Frenchmen everywhere took sides, displaying bitter animosity towards those who made a different choice. Aboard the French mine-laying submarine
Rubis
a vote was held in which all but two of its forty-four crew opted to fight alongside the British. By contrast, in November 1940, 1,700 French naval officers and men exercised the right to repatriation which the British conferred on them. Their new friends the Germans responded uncharitably, torpedoing off the French coast the hospital ship carrying them home under the red cross. Four hundred drowned, but a survivor, Commander Paul Martin, wrote impenitently to a senior officer in Toulon: ‘Churchill’s policy makes me fear for a demagogic disaster. Thinking Englishmen fear for the future, being carried away as they are by democracy, international financiers and Jews. It is undeniable that the French corrective to this is envied.’

If this was an extreme view, French anti-Semitism ran deep. Vichy’s bureaucracy and enforcement agencies seized Jews and bearers of Free France’s symbolic Cross of Lorraine almost as readily as did the Germans. ‘My God, what is this country doing to me?’ Jewish writer Irène Némirovsky, who would later meet death in Auschwitz, wrote from her precarious French refuge in June 1941. ‘Since it is rejecting me, let us consider it coldly, let us watch as it loses its honour and its life.’ The Resistance until June 1944 engaged only a small minority of French people, and incurred the hostility of many more. After the liberation, service with de Gaulle became a badge of pride. Throughout the occupation, however, many French people treated his followers as troublemakers and traitors, and frequently betrayed them to the Vichy authorities or the Germans.
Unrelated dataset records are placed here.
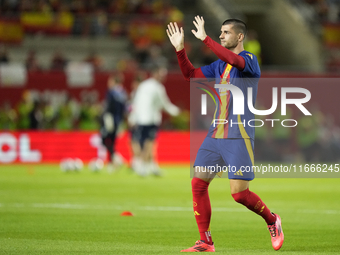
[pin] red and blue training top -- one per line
(240, 70)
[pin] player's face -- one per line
(229, 38)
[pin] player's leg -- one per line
(241, 159)
(202, 209)
(202, 177)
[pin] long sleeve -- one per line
(224, 54)
(188, 70)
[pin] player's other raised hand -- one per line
(199, 24)
(176, 36)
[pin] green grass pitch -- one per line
(46, 211)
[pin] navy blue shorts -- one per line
(232, 156)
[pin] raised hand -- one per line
(199, 24)
(176, 36)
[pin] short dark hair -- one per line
(238, 25)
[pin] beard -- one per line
(230, 44)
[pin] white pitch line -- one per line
(144, 208)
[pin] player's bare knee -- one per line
(240, 197)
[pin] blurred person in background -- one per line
(113, 115)
(4, 58)
(149, 101)
(31, 62)
(58, 62)
(136, 149)
(253, 45)
(36, 116)
(90, 110)
(24, 107)
(8, 117)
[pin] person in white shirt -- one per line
(146, 115)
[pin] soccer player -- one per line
(149, 101)
(113, 115)
(225, 144)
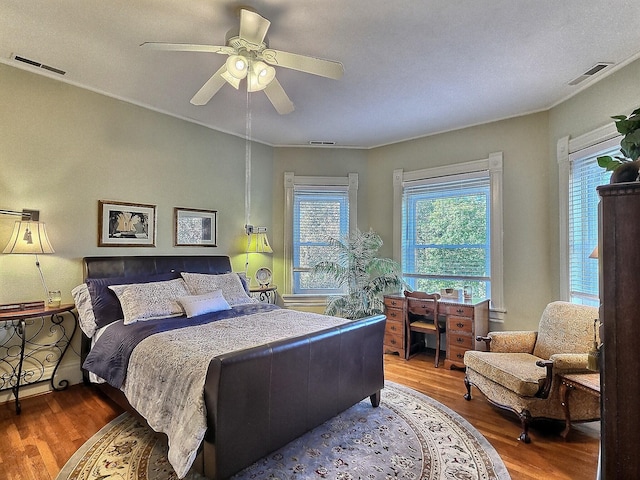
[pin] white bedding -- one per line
(166, 372)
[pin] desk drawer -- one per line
(393, 342)
(456, 354)
(394, 315)
(458, 310)
(458, 340)
(461, 325)
(393, 302)
(394, 326)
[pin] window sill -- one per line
(291, 301)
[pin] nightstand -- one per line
(264, 294)
(32, 346)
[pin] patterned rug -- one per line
(409, 436)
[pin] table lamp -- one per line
(30, 237)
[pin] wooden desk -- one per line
(31, 350)
(463, 320)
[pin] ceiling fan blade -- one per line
(253, 27)
(303, 63)
(278, 97)
(210, 88)
(188, 47)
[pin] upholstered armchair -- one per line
(521, 370)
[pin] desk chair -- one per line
(422, 319)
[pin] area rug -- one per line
(409, 436)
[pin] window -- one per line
(446, 239)
(580, 229)
(316, 208)
(448, 228)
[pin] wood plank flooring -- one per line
(36, 444)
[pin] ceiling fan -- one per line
(251, 58)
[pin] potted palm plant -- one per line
(625, 169)
(364, 276)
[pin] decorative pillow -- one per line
(232, 289)
(82, 299)
(150, 301)
(106, 306)
(200, 304)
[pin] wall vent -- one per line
(597, 68)
(33, 63)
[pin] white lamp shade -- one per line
(260, 76)
(29, 237)
(237, 66)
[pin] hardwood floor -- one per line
(36, 444)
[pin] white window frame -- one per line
(291, 181)
(492, 164)
(567, 150)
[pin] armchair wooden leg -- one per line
(467, 383)
(525, 420)
(375, 399)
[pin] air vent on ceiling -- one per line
(597, 68)
(33, 63)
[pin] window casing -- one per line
(446, 240)
(579, 177)
(479, 185)
(315, 209)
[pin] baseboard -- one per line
(71, 373)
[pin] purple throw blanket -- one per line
(109, 357)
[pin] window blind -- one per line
(446, 232)
(318, 213)
(585, 175)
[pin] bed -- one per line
(259, 389)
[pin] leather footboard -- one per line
(260, 399)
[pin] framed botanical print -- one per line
(122, 224)
(195, 227)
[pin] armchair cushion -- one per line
(517, 372)
(565, 328)
(565, 362)
(513, 342)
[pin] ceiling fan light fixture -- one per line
(237, 66)
(231, 80)
(260, 76)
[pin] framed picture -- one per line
(195, 228)
(122, 224)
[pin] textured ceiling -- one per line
(412, 68)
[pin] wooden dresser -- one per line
(464, 321)
(395, 309)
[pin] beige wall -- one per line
(523, 141)
(319, 161)
(617, 94)
(63, 148)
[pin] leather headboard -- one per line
(136, 266)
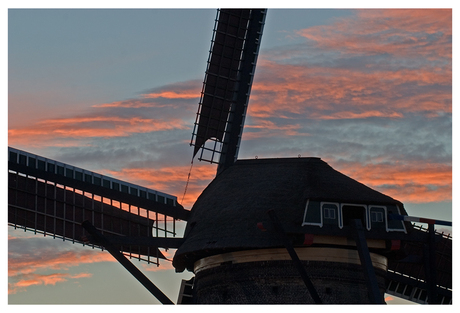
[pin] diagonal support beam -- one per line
(295, 258)
(101, 239)
(372, 286)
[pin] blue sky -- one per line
(116, 92)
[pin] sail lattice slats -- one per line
(407, 276)
(54, 198)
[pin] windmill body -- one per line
(286, 230)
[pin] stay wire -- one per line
(188, 180)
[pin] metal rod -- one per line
(157, 293)
(372, 286)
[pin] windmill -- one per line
(289, 230)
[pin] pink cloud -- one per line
(374, 31)
(416, 182)
(89, 127)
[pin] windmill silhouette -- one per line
(287, 230)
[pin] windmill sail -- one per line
(407, 277)
(54, 198)
(227, 85)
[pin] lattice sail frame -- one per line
(227, 84)
(53, 198)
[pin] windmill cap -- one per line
(225, 216)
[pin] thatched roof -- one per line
(225, 216)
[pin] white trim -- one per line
(366, 218)
(320, 224)
(337, 205)
(385, 216)
(402, 223)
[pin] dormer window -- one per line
(329, 213)
(376, 217)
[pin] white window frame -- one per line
(366, 211)
(385, 215)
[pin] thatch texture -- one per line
(225, 216)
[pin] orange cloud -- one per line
(37, 279)
(173, 95)
(375, 32)
(171, 179)
(316, 91)
(88, 127)
(414, 182)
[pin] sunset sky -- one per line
(116, 92)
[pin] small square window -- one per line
(376, 217)
(329, 213)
On 8 June 1941, Australian, British and Free French units advanced into Syria and Lebanon. British commandos landing on the coast met fierce resistance at the mouth of the Litani river, and suffered heavy casualties – forty-five dead including its commanding officer, and seventy-five wounded. Two French heavy destroyers bombarded the British positions, then turned their fire on a British destroyer flotilla, of which one ship was badly damaged. Vichy bombers joined the attack on the warships, and their escorting fighters shot down three Hurricanes. A defiant French NCO prisoner told war correspondent Alan Moorehead: ‘You thought we were yellow, didn’t you? You thought we couldn’t fight in France. You thought we were like the Italians. Well, we’ve shown you.’

It demanded courage for a man to separate himself from his country, home and family, to accept the status of a renegade in the eyes of his own people, in order to serve in the ranks of Free France. But many Poles made such a choice. Why did the French instead oppose Allied forces fighting their conquerors and occupiers? There was deep bitterness about France’s predicament, which demanded scapegoats. Many Frenchmen considered their country betrayed by the British in June 1940, a sentiment intensified by the Royal Navy’s destruction of French capital ships at Mers-el-Kébir. There was self-hatred, which bred anger. Overlaid upon centuries-old resentment of
perfide Albion
, there was now the fresh grievance that Churchill had fought on after Pétain succumbed. The German occupiers of France were disliked, but so too were the British across the Channel, especially by French professional soldiers, sailors and airmen.